If you have a family member with an autoimmune disorder your risk of developing one jumps over 10-fold (from .4% to 7%). If your twin has an autoimmune disorder you’ve got a 30% chance that you will come down with one as well.
Once autoimmunity gets going it usually causes more damage and inflammation and generates more autoimmunity. One of the common signatures is multiple autoantibodies to multiple antigens.
Like ME/CFS and many other chronic illnesses, treatment is focused on symptom alleviation not curing the disorder. Progress is being made, however.
“We still don’t have a cure, but new treatments have been introduced in the past 15, 20 years for autoimmune diseases like lupus and MS that are remarkable and very much improved. As we understand more about the autoimmune response we find more ways of developing drugs that will intervene, that will benefit the patient by at least alleviating the symptoms even if they won’t cure the disease.”
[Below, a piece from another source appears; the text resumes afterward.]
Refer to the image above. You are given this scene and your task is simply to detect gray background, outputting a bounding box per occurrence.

Autoimmune or Autoinflammatory?
Some disorders that have a strong inflammatory component and look like autoimmune disorders are not auto-immune disorders; they’re auto-inflammatory disorders. People with the autoinflammatory disorders carry loads of auto-antibodies, but lack the self-reactive T and B cells found in true autoimmune disorders. With regards to treatment it’s often a distinction without a difference because both involve the innate immune system and they’re often treated the same way.
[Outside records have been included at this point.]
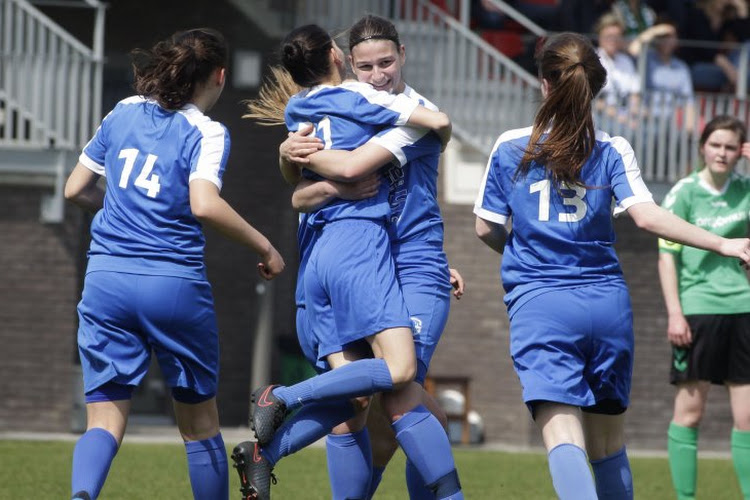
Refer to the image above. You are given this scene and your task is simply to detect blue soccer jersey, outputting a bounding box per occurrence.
[79,96,230,279]
[372,86,443,245]
[474,127,652,315]
[285,82,418,225]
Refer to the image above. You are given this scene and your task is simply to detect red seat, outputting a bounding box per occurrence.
[482,30,524,58]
The term autoinflammatory only showed up in the scientific literature for the first time in 1990’s. Autoinflammatory disorders involve dysregulation of the innate immune system (NK cells, dendritic cells, macrophages,etc.) that result in high rates of inflammation.
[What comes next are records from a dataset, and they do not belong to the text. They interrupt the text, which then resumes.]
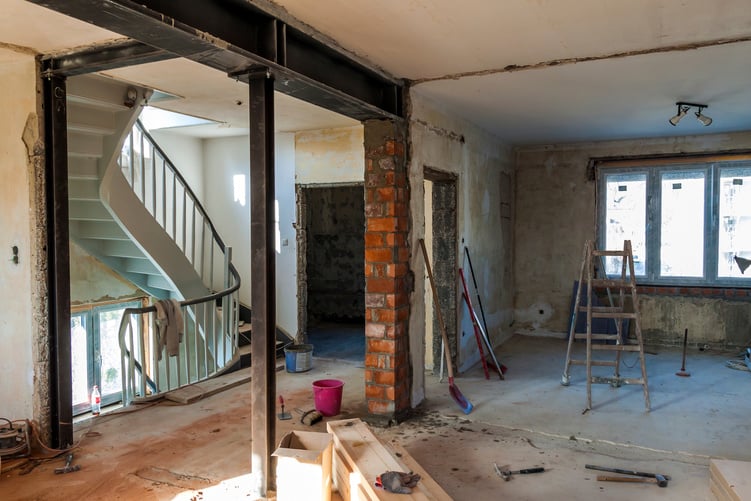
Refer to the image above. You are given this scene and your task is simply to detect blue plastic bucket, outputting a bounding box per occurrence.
[284,344,313,372]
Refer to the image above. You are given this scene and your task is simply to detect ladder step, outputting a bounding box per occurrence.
[590,278,636,289]
[574,332,618,341]
[569,360,615,367]
[592,344,641,351]
[592,249,629,257]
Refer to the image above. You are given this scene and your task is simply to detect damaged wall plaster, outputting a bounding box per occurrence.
[409,91,514,405]
[0,48,41,429]
[514,133,751,345]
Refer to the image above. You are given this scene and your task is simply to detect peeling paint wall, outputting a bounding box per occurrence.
[0,48,37,422]
[514,133,751,345]
[409,91,514,405]
[295,125,365,184]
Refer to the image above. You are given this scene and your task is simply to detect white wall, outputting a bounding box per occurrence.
[0,48,37,419]
[149,130,206,205]
[409,92,513,405]
[203,134,297,336]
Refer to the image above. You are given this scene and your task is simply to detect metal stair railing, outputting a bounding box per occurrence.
[118,121,240,405]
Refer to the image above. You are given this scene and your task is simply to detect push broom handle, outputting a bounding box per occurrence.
[420,238,454,382]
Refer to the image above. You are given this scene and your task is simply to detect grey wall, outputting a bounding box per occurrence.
[514,133,751,345]
[304,186,365,324]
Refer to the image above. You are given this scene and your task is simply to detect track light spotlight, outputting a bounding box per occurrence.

Autoinflammatory disorders originally included ‘recurrent fever syndromes’, then branched out to include some genetic disorders, hard to understand disorders like Crohn’s disease, and now may include such common disorders as type II diabetes, gout and atherosclerosis. The decreased adaptive immune response and increased innate immune response found in autoinflammatory disorders suggest aging could be included in this category. (In the Conference we’ll see some preliminary evidence of increased aging in ME/CFS)
We don’t know if some individuals with ME/CFS have an autoimmune or an autoinflammatory disorder. Rose didn’t appear to know much about ME/CFS but after his talk I asked Rose what I thought was THE question; the question that was not given to him during the Q&A session even though I wrote it out twice, the second time at least semi-legibly, and that was:
“What does a positive response to Rituximab in a gender specific disorder tell you about autoimmunity or an auto-inflammatory response?” The MAN said it meant it could be either.
ME/CFS Autoimmune Studies Underway
“We hope this study will identify a pathogen as a likely causative agent of the disease in order to focus future study. Dr. Elledge
Besides the two Rituximab trials two studies, both using the CFIDS Association of America’s Biobank, will shed light on the role autoimmunity plays in ME/CFS. One promising study lead by Dr. Elledge of Harvard University will determine what the autoantibodies present in ME/CFS patients blood are targeting and what viruses the antibodies present are associated with.
“…autoantibodies to brain and dorsal root ganglia have been demonstrated in chronic post-Lyme disease syndrome, an entity essentially identical with chronic fatigue syndrome/fibromyalgia” Dr. Cooperstock
Another lead by Dr. Cooperstock will look for autoantibodies to nervous system targets including the dorsal root ganglia that feature in some theories of ME/CFS.